[Richmond, San Francisco] Aziza

Years after the Richmond restaurant closed, Aziza returned last week. It was probably 10 or 11 years ago when I last ate at Aziza. I never really made it to Mourad in downtown. So its been a while that I had good Moroccan.

I was at the Golden Gate Park Saturday, and was looking for places nearby to grab dinner when I by chance noticed Aziza was open. That was I believe the first few days of reopening. The menu was somewhat limited.

I still remember quite fondly the basteeya I had years ago. So I am glad to see it on the menu. I’d love to have that lamb shank, but since I didn’t dine in, the restaurant said there’s no container they could hold that shank in, and the shank wasn’t available for takeout. Too bad.

We had:

_D3A7249

The chicken roulade with stewed onion, green olives, preserved lemon and ‘crispy’ potatoes. Very tender chicken wrapped in what looked like rendered chicken skin. It would probably have been much better texture wise dined-in because the chicken skin would most likely be crisp like bacon. But takeout is takeout. The potatoes were also soft because of the long distance travelled in the box. The sauce was seasoned with a little bit of what seemed like ras el-hanout, and the salty green olives and the sour preserved lemon added quite a punch. Quite good dish.

Cous cous with pickled cauliflower, Romanesco, maitake, vadouvan. Fluffy texture. Earthiness from the shredded maitake, and the pickled cauliflower and Romanesco added a bit of ‘brightness’. Flavorful. Much better than the cous cous I cook at home.

Basteeya with chicken confit, almond, onions. The flakey pastry itself looked undercooked so I called up the restaurant and asked if mine was a take and bake instead of a fully baked one. I was told that they weren’t selling take and bakes at the time. The pastry tasted fine actually. The basteeya was pretty good. Not quite how I remembered it. Its actually quite sweet, maybe a bit too sweet, since I was expecting it to be more savory.

I liked the High Atlas cocktail. Came with a piece of dried pineapple and arbol chile to be added into the mixture of Pueblo Viejo reposado, elderflower liqueur and ancho reyes chile. Not sure if any of these things are found in the High Atlas Mountains but the drink was enjoyable.

The basteeya 10 years ago was the highlight of the meal.

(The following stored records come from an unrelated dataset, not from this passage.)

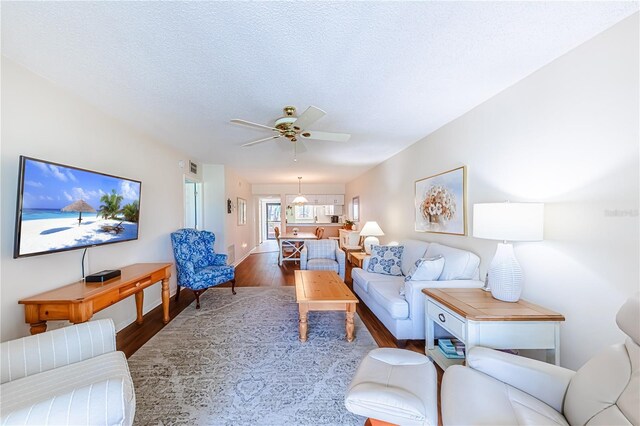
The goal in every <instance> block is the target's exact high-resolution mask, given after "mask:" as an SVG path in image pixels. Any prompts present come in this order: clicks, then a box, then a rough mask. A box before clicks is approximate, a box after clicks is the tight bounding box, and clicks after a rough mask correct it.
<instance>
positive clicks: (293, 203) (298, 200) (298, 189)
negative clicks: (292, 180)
mask: <svg viewBox="0 0 640 426" xmlns="http://www.w3.org/2000/svg"><path fill="white" fill-rule="evenodd" d="M301 180H302V177H298V196H297V197H296V198H294V199H293V204H307V203H308V202H309V200H307V198H306V197H305V196H304V195H302V191H300V181H301Z"/></svg>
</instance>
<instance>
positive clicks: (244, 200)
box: [238, 197, 247, 225]
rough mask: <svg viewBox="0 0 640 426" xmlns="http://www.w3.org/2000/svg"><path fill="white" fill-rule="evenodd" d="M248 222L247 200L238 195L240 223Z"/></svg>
mask: <svg viewBox="0 0 640 426" xmlns="http://www.w3.org/2000/svg"><path fill="white" fill-rule="evenodd" d="M246 224H247V200H245V199H244V198H240V197H238V225H246Z"/></svg>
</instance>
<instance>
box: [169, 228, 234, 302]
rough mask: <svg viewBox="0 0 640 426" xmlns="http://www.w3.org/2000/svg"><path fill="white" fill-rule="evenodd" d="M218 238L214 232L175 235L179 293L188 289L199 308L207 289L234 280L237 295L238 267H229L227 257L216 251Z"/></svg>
mask: <svg viewBox="0 0 640 426" xmlns="http://www.w3.org/2000/svg"><path fill="white" fill-rule="evenodd" d="M215 241H216V236H215V235H214V234H213V232H209V231H198V230H196V229H180V230H178V231H176V232H173V233H172V234H171V243H172V244H173V255H174V256H175V258H176V269H177V271H178V291H177V293H176V301H177V300H178V298H179V297H180V287H186V288H189V289H191V290H193V292H194V293H195V295H196V309H200V294H202V292H204V291H205V290H206V289H207V288H209V287H213V286H216V285H218V284H222V283H226V282H227V281H231V292H232V293H233V294H236V290H235V286H236V279H235V268H234V267H233V266H230V265H227V255H226V254H217V253H215V252H214V249H213V244H214V243H215Z"/></svg>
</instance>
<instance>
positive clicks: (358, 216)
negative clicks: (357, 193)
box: [351, 196, 360, 222]
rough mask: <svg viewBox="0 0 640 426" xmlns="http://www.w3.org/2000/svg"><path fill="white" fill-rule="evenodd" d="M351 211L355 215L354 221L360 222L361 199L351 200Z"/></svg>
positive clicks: (357, 197) (355, 221) (352, 199)
mask: <svg viewBox="0 0 640 426" xmlns="http://www.w3.org/2000/svg"><path fill="white" fill-rule="evenodd" d="M351 210H352V213H353V221H354V222H360V197H359V196H356V197H353V199H352V200H351Z"/></svg>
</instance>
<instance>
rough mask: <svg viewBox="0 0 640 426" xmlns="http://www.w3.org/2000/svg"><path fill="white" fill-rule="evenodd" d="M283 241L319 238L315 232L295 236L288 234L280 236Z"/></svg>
mask: <svg viewBox="0 0 640 426" xmlns="http://www.w3.org/2000/svg"><path fill="white" fill-rule="evenodd" d="M280 239H281V240H317V239H318V236H317V235H316V234H314V233H313V232H298V234H297V235H293V232H287V233H286V234H281V235H280Z"/></svg>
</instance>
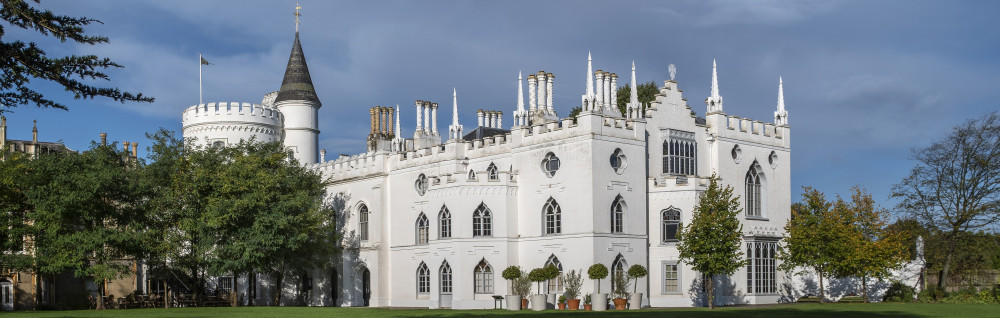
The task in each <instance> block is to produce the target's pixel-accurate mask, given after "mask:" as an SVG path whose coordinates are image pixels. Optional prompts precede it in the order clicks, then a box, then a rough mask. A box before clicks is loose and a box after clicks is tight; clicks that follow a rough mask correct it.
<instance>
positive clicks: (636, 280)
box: [628, 264, 649, 309]
mask: <svg viewBox="0 0 1000 318" xmlns="http://www.w3.org/2000/svg"><path fill="white" fill-rule="evenodd" d="M647 274H649V272H648V271H646V267H643V266H642V265H639V264H635V265H632V267H629V268H628V277H630V278H632V279H633V280H634V282H633V283H632V294H630V295H628V303H629V307H630V308H632V309H639V308H641V307H642V293H640V292H638V289H639V278H643V277H646V275H647Z"/></svg>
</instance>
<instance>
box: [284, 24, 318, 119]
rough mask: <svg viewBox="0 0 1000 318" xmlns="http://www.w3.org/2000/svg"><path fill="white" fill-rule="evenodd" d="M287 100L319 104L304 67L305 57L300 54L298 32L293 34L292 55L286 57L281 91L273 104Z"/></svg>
mask: <svg viewBox="0 0 1000 318" xmlns="http://www.w3.org/2000/svg"><path fill="white" fill-rule="evenodd" d="M287 100H304V101H310V102H315V103H319V97H317V96H316V89H315V88H313V85H312V77H310V76H309V67H308V66H307V65H306V55H305V53H303V52H302V44H300V43H299V33H298V32H295V43H294V44H292V54H291V56H289V57H288V67H286V68H285V78H284V79H283V80H282V81H281V89H280V90H278V96H277V97H276V98H275V100H274V102H275V103H278V102H282V101H287Z"/></svg>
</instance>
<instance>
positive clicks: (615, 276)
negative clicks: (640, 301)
mask: <svg viewBox="0 0 1000 318" xmlns="http://www.w3.org/2000/svg"><path fill="white" fill-rule="evenodd" d="M611 276H612V277H611V279H613V280H614V282H615V288H614V290H612V291H611V293H612V294H614V296H615V299H614V302H615V310H622V309H625V305H626V304H627V303H628V299H626V298H625V297H628V277H625V273H615V274H614V275H611Z"/></svg>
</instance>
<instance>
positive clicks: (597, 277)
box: [587, 263, 608, 294]
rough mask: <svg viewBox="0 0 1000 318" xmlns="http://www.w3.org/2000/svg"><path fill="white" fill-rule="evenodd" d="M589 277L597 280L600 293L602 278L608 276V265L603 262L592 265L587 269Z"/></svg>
mask: <svg viewBox="0 0 1000 318" xmlns="http://www.w3.org/2000/svg"><path fill="white" fill-rule="evenodd" d="M587 277H589V278H590V279H593V280H595V281H597V293H598V294H600V293H601V280H602V279H605V278H608V267H607V266H604V264H601V263H597V264H594V265H590V268H588V269H587Z"/></svg>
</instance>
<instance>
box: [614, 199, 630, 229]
mask: <svg viewBox="0 0 1000 318" xmlns="http://www.w3.org/2000/svg"><path fill="white" fill-rule="evenodd" d="M627 210H628V206H627V205H626V204H625V199H623V198H622V196H620V195H619V196H618V197H616V198H615V201H614V202H612V203H611V233H621V232H624V230H625V211H627Z"/></svg>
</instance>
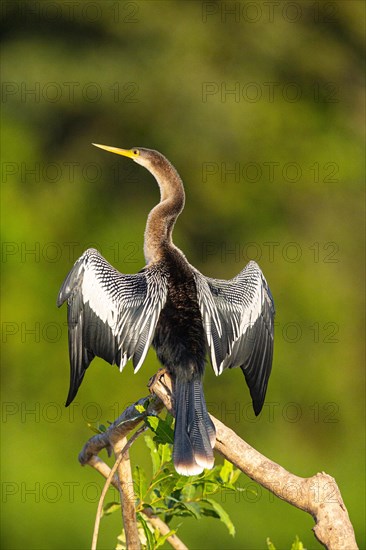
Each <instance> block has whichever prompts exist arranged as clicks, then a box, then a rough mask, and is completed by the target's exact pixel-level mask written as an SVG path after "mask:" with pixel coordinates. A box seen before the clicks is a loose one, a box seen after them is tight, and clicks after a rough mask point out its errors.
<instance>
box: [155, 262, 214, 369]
mask: <svg viewBox="0 0 366 550" xmlns="http://www.w3.org/2000/svg"><path fill="white" fill-rule="evenodd" d="M188 267H189V266H188V264H187V266H183V265H180V266H179V265H178V266H177V265H175V266H174V269H172V268H170V269H169V270H168V272H169V283H168V295H167V300H166V303H165V306H164V308H163V309H162V311H161V313H160V317H159V321H158V324H157V327H156V330H155V335H154V340H153V346H154V348H155V350H156V353H157V356H158V359H159V361H160V362H161V363H162V364H163V365H164V366H165V367H166V368H167V369H168V371H171V373H172V374H173V375H174V374H176V373H177V371H178V370H179V371H181V372H182V373H183V375H184V376H186V377H188V378H190V377H191V376H192V375H195V374H200V375H201V374H202V373H203V370H204V362H205V355H206V339H205V333H204V328H203V323H202V317H201V312H200V309H199V304H198V300H197V289H196V284H195V281H194V277H193V274H192V272H191V271H190V270H189V269H187V268H188Z"/></svg>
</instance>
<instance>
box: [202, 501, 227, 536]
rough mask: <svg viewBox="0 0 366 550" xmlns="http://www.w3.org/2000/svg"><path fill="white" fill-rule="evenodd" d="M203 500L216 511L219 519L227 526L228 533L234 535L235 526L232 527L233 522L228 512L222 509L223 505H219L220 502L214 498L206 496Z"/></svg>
mask: <svg viewBox="0 0 366 550" xmlns="http://www.w3.org/2000/svg"><path fill="white" fill-rule="evenodd" d="M204 501H205V502H208V503H209V504H210V505H211V506H212V509H213V510H214V511H215V512H216V513H217V515H218V516H219V518H220V520H221V521H222V522H223V523H224V524H225V525H226V527H227V528H228V531H229V533H230V535H231V536H232V537H233V536H235V527H234V524H233V522H232V521H231V519H230V517H229V514H228V513H227V512H226V510H224V509H223V507H222V506H221V504H219V503H218V502H216V501H215V500H213V499H211V498H206V499H204Z"/></svg>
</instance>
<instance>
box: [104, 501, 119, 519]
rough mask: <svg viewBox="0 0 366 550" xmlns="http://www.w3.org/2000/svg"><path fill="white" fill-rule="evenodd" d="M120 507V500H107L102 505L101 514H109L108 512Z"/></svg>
mask: <svg viewBox="0 0 366 550" xmlns="http://www.w3.org/2000/svg"><path fill="white" fill-rule="evenodd" d="M120 509H121V503H120V502H108V503H107V504H105V505H104V506H103V516H109V514H113V512H115V511H116V510H120Z"/></svg>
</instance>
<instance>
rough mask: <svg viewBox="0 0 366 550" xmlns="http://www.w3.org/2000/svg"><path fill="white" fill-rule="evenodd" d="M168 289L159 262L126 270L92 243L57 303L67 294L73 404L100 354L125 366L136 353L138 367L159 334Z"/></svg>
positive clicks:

This time, the chicken roulade and the cous cous both managed to overshadow the basteeya.

Would love to return to try more of their menu when they have time to develop their menu more.

5 Likes

Yay! I remember the original fondly, and have a coaster from there, as that is the name as someone in my family! Those dishes sound great!

1 Like

Looks pretty good! I also last ate at Aziza probably over 10 years ago when it was still in the Richmond. I remember being impressed with the interior - it felt like dining in a genie bottle - and also the delicious basteeya and various spreads.

2 Likes

Thanks for the timely post. Aziza was a fav of ours when we lived in the City and the upscale Moroccan fusion it was doing just before closure was really phenomenal. Those were the days when Melissa Chou was the pastry chef and her creations were incomparable.

I can’t say we were impressed by Mourad when we went. Food seemed a pallid imitation of what Aziza did so effortlessly. Portions were generous, though, which usually translates to great reviews on “Y” and other sites.

Mourad is justly proud of his couscous, which takes 10 pages in his recipe book if one wishes to recreate it at home. I don’t think any other chef takes the time and effort in it that he does!

2 Likes

I enjoyed a meal at Aziza about 7 years ago. Would love to return. Nice photos.

“Food is a pretty good prism through which to view humanity.”